No coffee yet, but I heard the beans grinding and have hope. I might as well give up on the idea of actually listening to music as I post anymore. It's too early and the J is still sleeping. The J sleeping makes a nice change--for the past two nights she has either been hell to get to sleep (midnight Tuesday) or playing musical beds all night (last night). I'm afraid I finally got a bit cranky and told her to stay in her own bed at 2:30 when she came in after I had just fallen back to sleep after the last move back to her own bed at 1:30.

And it's Thursday. This is the worst day of the week for me. Many people hate Monday because they have to go back to work after a weekend of sleeping in, relaxing and doing fun social things. Me, I hate Thursday most (sorry Boomtown Rats). Thursday is the day all the weird non-glass-producing chores get stuck. Today I blog, then I invoice the Art Institute and write the production schedule for the book projects at 7:00 (oops, late already), clean for the cleaning women at 8:00, pick up and deliver cupcakes for J's school at 9:00, get my legs waxed at 10:00 (don't go there), deliver to the gallery next door to the leg wax place at 11:30, and have a training call for the ecommerce catalog on my website at 1:00. That means I get to start firing 2:00. And sometime in there I have to shower, dress and brush my teeth.

Thursday is also the day of reckoning for the week. Monday is full-sail optimism on projected productivity, Tuesday the world is still your oyster and even Everest isn't too high. Wednesday you think you can still make it if you really push. But by Thursday it's clear that even if you work all weekend you are going to slip. Again. I hate Thursday.

Post script at 7:40: To add insult to idiocy, I just got around to logging yesterday's firing (the pieces for the fountain) and I realized that I had forgotten to put in the last segment of the firing schedule. So I raced down to the studio and, sure enough, the kiln was off and holding at 750 degrees. This is a feature not a bug, though times like this it is hard to see it that way.

Wednesday, August 02, 2006

Alone Again.

Coffee in the Atlanta Skyline mug, no music, no sounds at all. Dave has taken J to school (we are trying out a new routine) and I am getting ready to start my first day home alone in over a month. I took my Mom to the airport this morning and I already miss her. She might find this surprising as I was very crabby and snarky with her during the entirety of her stay. And as she came out here solely to help me with the BMAC show, how ungrateful is that? I'm sorry Mom. I should rename my blog Snarky Dork. No wait, that name is taken already. I'm sure I deserve it more, but life is sometimes unfair.

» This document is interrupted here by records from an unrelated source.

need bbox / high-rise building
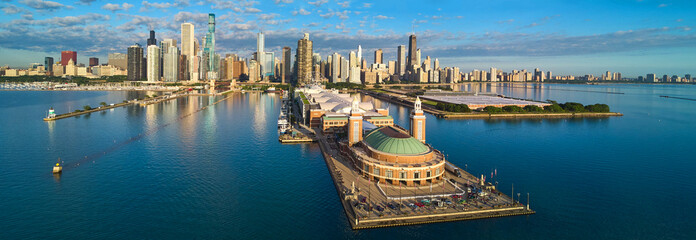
[147,30,157,46]
[89,57,99,67]
[44,57,53,73]
[397,45,406,76]
[490,67,497,82]
[61,51,77,66]
[375,49,383,64]
[647,73,656,82]
[408,34,417,71]
[203,14,217,80]
[331,52,340,83]
[146,45,161,82]
[108,53,127,70]
[282,47,291,83]
[357,45,362,66]
[296,33,313,85]
[341,59,349,82]
[163,46,178,82]
[181,23,195,57]
[415,49,421,66]
[127,44,144,81]
[262,52,274,80]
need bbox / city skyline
[0,0,695,76]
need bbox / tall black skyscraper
[407,34,417,71]
[127,44,144,81]
[147,30,157,46]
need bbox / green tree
[523,105,543,112]
[561,102,586,112]
[585,104,610,112]
[502,105,524,113]
[100,102,107,107]
[544,104,564,113]
[83,105,92,111]
[483,106,503,113]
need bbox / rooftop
[363,126,429,155]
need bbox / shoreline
[361,90,623,119]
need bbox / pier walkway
[315,130,534,230]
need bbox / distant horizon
[1,0,694,77]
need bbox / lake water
[1,83,695,239]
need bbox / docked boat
[266,87,282,93]
[278,112,290,134]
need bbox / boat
[278,112,290,134]
[266,87,282,93]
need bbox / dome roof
[363,126,429,155]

Enough wallowing, time to work. The heat and the aftermath of the BMAC (for those who went) are affecting everyone I know. We took Mom to the aquarium yesterday and between the heat and the crush of people, I have made a vow not to leave the house till September. The dog days of summer are here and I am going to focus on conserving energy and morale and slogging through the projects for the book.

Speaking of projects: in honor of the heat, today's project is the fountain. I have been refining the design for the past few weeks and I think I have finally arrived at one that will be spectacular. I might have post-worthy photos tomorrow. Now, off to work!

Tuesday, August 01, 2006

New Month, New Schedule

No coffee, not even a hint of a waft of the magic bean. My husband is clearly slacking. No music either just the steady hum of the airconditioner and all the ceiling fans. Is it hot enough for ya? I have already showered and brushed my teeth because I was so hot and sticky when I woke up. Yeah, yeah, keep the prurient juvenile thoughts to yourself (if you had any--it might be too hot everywhere to indulge).

Behinder than ever with today not looking like a catch-up day. J is staying home from school for Gramma's last day here and we are going to the aquarium at noon. In roughly one minute I am going to get an hour in on the outline (and wouldn't it be nice to get THAT done!) and then I simply MUST get a firing in--I haven't fired since I got back from the BMAC and I have stacked up orders at this point. Okay, minute's up.